3- subepithelial haze
images of the sub-epithelial nerve plexus of the cornea in three patients with TSPK. Aggregated dendritic cells were apparent in association with the nerve plexus (arrow)
The histopathology is characterized by:
- Intra and intercellular edema at the level of the
corneal epithelium, as well as exudates under the lesions.
- Other abnormalities have been found in the subepithelial nerve plexus, Bowman’s membrane, and the anterior stroma; these changes are most severe in eyes with a longer duration of TSPK.
- Under confocal microscopy, keratocytes show highly reflective nuclei and cell bodies of irregular size, orientation, and shape. These changes were present under the intraepithelial lesions, and in other areas where lesions were not present. They are thought
to be related to the duration of the disease, and
were not seen in normal controls
Follow up:
- Weekly during an exacerbation, then every 3-6 months
- Patient receiving topical steroid require IOP checks every 4 to 12 weeks
- Elevated or flat round-oval shaped, gray-whitish lesion, occupying the central intraepithelial corneal area with no underlying stromal edema or inflammation.

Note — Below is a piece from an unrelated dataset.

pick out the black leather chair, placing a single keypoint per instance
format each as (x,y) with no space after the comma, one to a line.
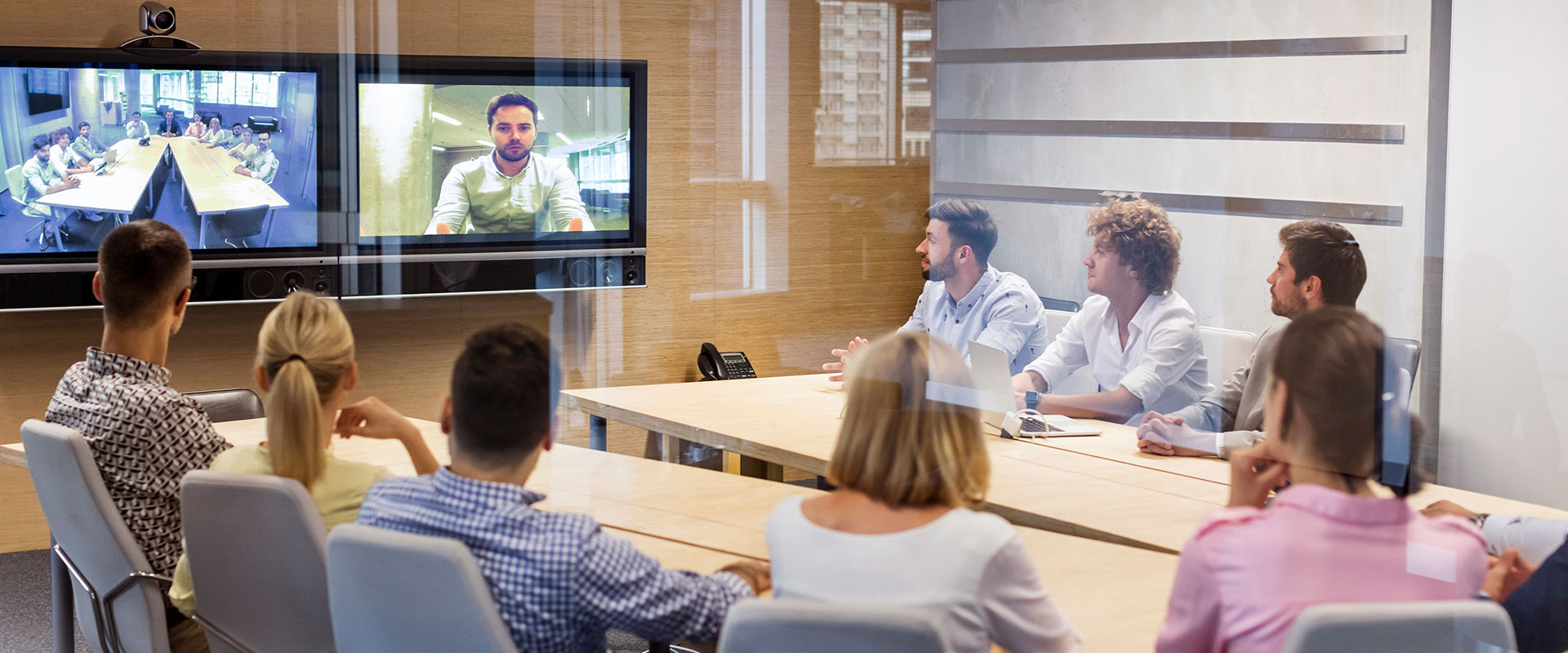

- The acute lesion may stain minimally with fluorescein, and may or may not stain with vital dyes (rose bengal or lissamine green). In occasions, the lesion is described as starry, in the late stages, a sub-epithelial scar can be noticed. Around 20 of them are present in each eye, but up to 50 lesions have been reported. The lesions tend to disappear without leaving a trace in the course of 4 to 6 weeks.
- Corneal sensitivity is usually preserved or slightly diminished.
-The conjunctiva remains quiet but in a few cases, redness and
filament formation may also be found
1-Staphylococcal epithelial keratitis
2-Pneumococcal conjunctivitis
3-Seborrheic blepharitis
4-Keratoconjunctivitis sicca (Sjögren syndrome) >> dec. TBUT and schirmer test
5-Neurotrophic keratitis >> decreased corneal sensation
6-Exposure keratitis >> poor eyelid closure and failure to cover the entire globe
7-Recurrent corneal erosion syndrome
8-Map-dot-fingerprint dystrophy
9-Viral keratitis
10-Vernal keratoconjunctivitis >> large conjunctival paplliae
11-Others: molluscum contagiosum, trauma.
*treatment is based more on patient symptoms than corneal appearance*
Mild:
1- AFT 4X to 8x per day
2- AFT ointment QHS
Moderate to Severe:
1- mild topical steroid e.g. FML 0.1% or loteprednol 0.2% to 0.5% QID X1-4 weeks, followed by slow taper. (may need prolonged low-dose topical steroid therapy)
2- if no improvement with topical steroid >> BCL can be tried
3- cyclosporine 0.05% drops daily to QID may be an alternative or adjunctive treatment especially in patient with side effects from steroid.
There have been a few case reports of TSPK patients treated with excimer laser phototherapeutic keratectomy (PTK) with only partial improvement of signs and symptoms, but with a high rate of recurrence of the corneal lesions, making it no alternative for the management of the disease.